This is the second of two articles based on a conversation with Donald Allan, CFO of Fortune 500 toolmaker Stanley Black & Decker.

In the first part of our report, Don Allan talked about two types of transformation that he and his finance team are executing.

Both are technological in nature. One is a back-office reinvention that includes consolidating the company’s 70-plus ERP instances to fewer than 10. The other is what Allan calls “industry 4.0,” consisting of the manufacturer’s early efforts to create “smart factories” by leveraging digital technologies and robotics.

Here, Allan adds a third high-tech transformation to the list, and the one that might stretch manufacturers the most: increased usage of advanced analytics.

The changes you’ve told us about so far seem ambitious enough. Where do you stand with respect to using today’s most advanced analytical capabilities?

Most industrial companies, and we’re no different, haven’t dramatically evolved their business models to use advanced analytics to drive business models, business decisions, and even certain customer decisions.

Today we still do traditional data analysis. For example, in our business intelligence warehouse we have a lot of information on the profit margins of particular products. Why has this one gone down one or two points, and how can we begin to change that trajectory?

What’s changing now is that making decisions about pricing and manufacturing cost requires a lot more input than just the traditional internal data.

It requires looking at competitor pricing. It requires looking at competitors’ costs, where you can get those. And it requires looking at manufacturing-cost alternatives from vendors and things like that.

With that data, using artificial intelligence and machine learning algorithms, you [can develop] insights for evaluating your business model.

Are you using data scientists for that?

Yes, we’ve been bringing those folks on board. Sometimes I joke with the finance team that they’re all going to be replaced by data scientists.

But it’s only half joking. I really do think some of today’s finance functions are going to become data-science functions in the future.

So you need data scientists with a finance orientation — but hopefully you also have FP&A people with a data-science orientation.

Don Allan, right, with CEO Jim Loree at the NYSE in mid-May.

Exactly right. Or, a handful of data scientists will do all the data crunching and provide insights, while the finance team figures out what to do with them.

We’re looking at ramping up the data-science team to about 75 people by the middle of next year. Right now it’s about 15 to 20 people. I’m not sure I want 75 people until they show me some value.

So we’re identifying use cases. [For each one, the data scientists] have to create value, whether it’s reducing inventory, creating revenue, lowering our costs, or whatever it might be. But I’m convinced we can create probably $200 million of value across the company over the next two to three years with this approach.

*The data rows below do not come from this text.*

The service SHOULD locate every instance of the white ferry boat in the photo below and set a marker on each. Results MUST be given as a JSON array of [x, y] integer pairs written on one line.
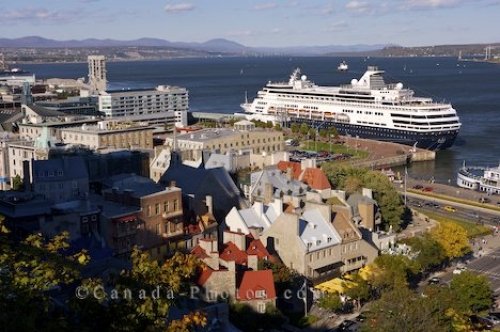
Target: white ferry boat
[[366, 108], [343, 66], [489, 182]]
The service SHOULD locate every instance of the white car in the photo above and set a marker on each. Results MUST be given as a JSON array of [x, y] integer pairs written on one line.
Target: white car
[[459, 270]]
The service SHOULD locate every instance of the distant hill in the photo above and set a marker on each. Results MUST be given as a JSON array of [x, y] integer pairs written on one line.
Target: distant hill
[[214, 45]]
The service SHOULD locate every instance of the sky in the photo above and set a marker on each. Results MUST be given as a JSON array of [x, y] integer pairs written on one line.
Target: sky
[[275, 23]]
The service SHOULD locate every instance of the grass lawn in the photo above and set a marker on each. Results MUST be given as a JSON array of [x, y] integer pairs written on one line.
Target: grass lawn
[[302, 321], [472, 229], [454, 199], [333, 148]]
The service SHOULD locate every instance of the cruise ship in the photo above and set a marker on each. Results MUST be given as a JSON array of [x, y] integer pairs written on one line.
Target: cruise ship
[[365, 108]]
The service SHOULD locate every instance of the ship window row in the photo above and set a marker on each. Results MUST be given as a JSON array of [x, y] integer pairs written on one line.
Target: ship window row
[[371, 123]]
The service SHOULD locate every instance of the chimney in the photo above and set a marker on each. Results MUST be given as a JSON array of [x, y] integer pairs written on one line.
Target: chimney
[[253, 262], [268, 193], [210, 204], [239, 239]]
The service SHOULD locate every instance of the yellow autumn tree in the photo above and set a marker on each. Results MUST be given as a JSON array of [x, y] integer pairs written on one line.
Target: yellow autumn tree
[[453, 239]]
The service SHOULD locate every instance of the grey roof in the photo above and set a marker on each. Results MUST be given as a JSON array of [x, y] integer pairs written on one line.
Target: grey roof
[[45, 112], [140, 185], [60, 169], [356, 198], [279, 181], [111, 209], [316, 232], [219, 160]]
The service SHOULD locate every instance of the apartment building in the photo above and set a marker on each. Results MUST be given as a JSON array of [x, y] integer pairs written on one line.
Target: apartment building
[[244, 136], [159, 106], [110, 135]]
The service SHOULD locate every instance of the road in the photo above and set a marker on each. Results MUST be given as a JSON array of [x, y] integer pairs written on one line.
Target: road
[[462, 211]]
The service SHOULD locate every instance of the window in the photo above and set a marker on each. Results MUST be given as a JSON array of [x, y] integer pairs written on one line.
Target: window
[[260, 294]]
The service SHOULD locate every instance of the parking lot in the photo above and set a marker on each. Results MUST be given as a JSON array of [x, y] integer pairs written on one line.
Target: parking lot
[[321, 156]]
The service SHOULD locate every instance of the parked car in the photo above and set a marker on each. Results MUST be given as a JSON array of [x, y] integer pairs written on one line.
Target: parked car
[[348, 325], [494, 320], [449, 208], [480, 323], [459, 270], [434, 281]]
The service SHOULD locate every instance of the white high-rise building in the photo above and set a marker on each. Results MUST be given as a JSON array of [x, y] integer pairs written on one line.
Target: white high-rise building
[[159, 106], [97, 73]]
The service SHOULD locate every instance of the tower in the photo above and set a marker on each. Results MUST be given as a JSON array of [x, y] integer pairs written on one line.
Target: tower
[[97, 73]]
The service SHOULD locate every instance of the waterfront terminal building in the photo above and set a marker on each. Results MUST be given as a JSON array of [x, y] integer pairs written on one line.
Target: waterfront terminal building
[[163, 104]]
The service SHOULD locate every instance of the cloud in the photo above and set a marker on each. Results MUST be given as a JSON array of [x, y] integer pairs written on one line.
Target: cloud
[[358, 6], [432, 3], [337, 26], [179, 7], [265, 6], [41, 14]]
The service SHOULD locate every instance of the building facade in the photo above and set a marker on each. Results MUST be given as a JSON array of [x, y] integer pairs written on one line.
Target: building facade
[[110, 135], [223, 140], [159, 106]]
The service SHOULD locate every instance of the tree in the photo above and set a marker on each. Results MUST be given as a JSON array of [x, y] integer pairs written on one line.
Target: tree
[[388, 199], [430, 252], [400, 309], [31, 268], [323, 133], [331, 301], [333, 132], [453, 239], [17, 183], [357, 289], [395, 270], [304, 129], [28, 270], [352, 184], [472, 292]]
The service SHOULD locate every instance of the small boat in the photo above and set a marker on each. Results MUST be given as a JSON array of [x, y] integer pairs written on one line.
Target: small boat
[[343, 66]]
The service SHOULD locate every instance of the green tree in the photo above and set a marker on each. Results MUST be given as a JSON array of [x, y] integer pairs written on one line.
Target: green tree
[[430, 253], [304, 129], [396, 270], [331, 301], [358, 289], [323, 133], [400, 309], [472, 292], [333, 132], [453, 238], [17, 183], [28, 270], [31, 268], [388, 199]]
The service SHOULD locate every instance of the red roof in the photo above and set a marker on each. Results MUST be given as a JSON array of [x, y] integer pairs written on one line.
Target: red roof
[[199, 252], [285, 165], [204, 276], [315, 178], [256, 285], [257, 248], [230, 252]]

Can you give an example of a use case?

They’re trying to solve very common problems. For example, our tool business is very complex. There are too many SKUs. We’ve talked for years about how to reduce that complexity, focusing on SKUs that rotate very quickly.

It’s really going to be really interesting to see the outcome of the analysis on that.

But it’s one thing to get insights. Then you have to take action to drive value. If someone you bring in says you’re going to save $50 million by doing this or generate $100 million of revenue by doing that, it becomes hard to ignore that.

Given increasing reliance on analytics and robotics, is Six Sigma, which has been a staple process methodology in manufacturing for decades, destined to become passé?

Six Sigma uses mathematical techniques to prove out data before you make changes based on the data. That actually tends to slow down process change — it gets caught up in the mathematics.

But I think Lean Sigma, the streamlined version of Six Sigma, will always have value. It gets rid of the math and just looks at the process maps of how we do things today to find and eliminate waste points.

I think data and digital could replace that. But I’m not convinced yet. I don’t think Lean Sigma slows down what you’re trying to do.

Today, artificial intelligence could be considered the end game of advanced analytics. But it seems like every software company means something different when they tout their AI capabilities. What does the term mean to you?

To me it’s the same as machine learning. It just means learning from data and information. Based on data, information, and algorithms, a machine does something. Then it gets to a point where there is enough information and history that the machine makes changes to the algorithms automatically, without human intervention.

It can be as simple as processing things in a back office, telling you whether or not a bill should be paid or a journal entry should be recorded.

Do you worry that there might come a point where you’re losing control over what the machines are doing, such that you’re no longer able to see or understand the components of decision-making processes?

I don’t know. What we and a lot of other companies are doing is having control checks around the process. People are overseeing and reviewing the decisions being made.

I’m not sure that’s going to change dramatically. We’ll always want to monitor it. As the technology gets better and better, there might be a question as to whether the monitoring is part of the decision-making process or more of an after-the-fact review.

So, does it ever completely eliminate the human? I don’t think so. Well, I shouldn’t say that. Not in my lifetime, let’s say.

Where are you on the AI adoption curve?

Oh, not very far. If it were a baseball game, we’d be in the second inning.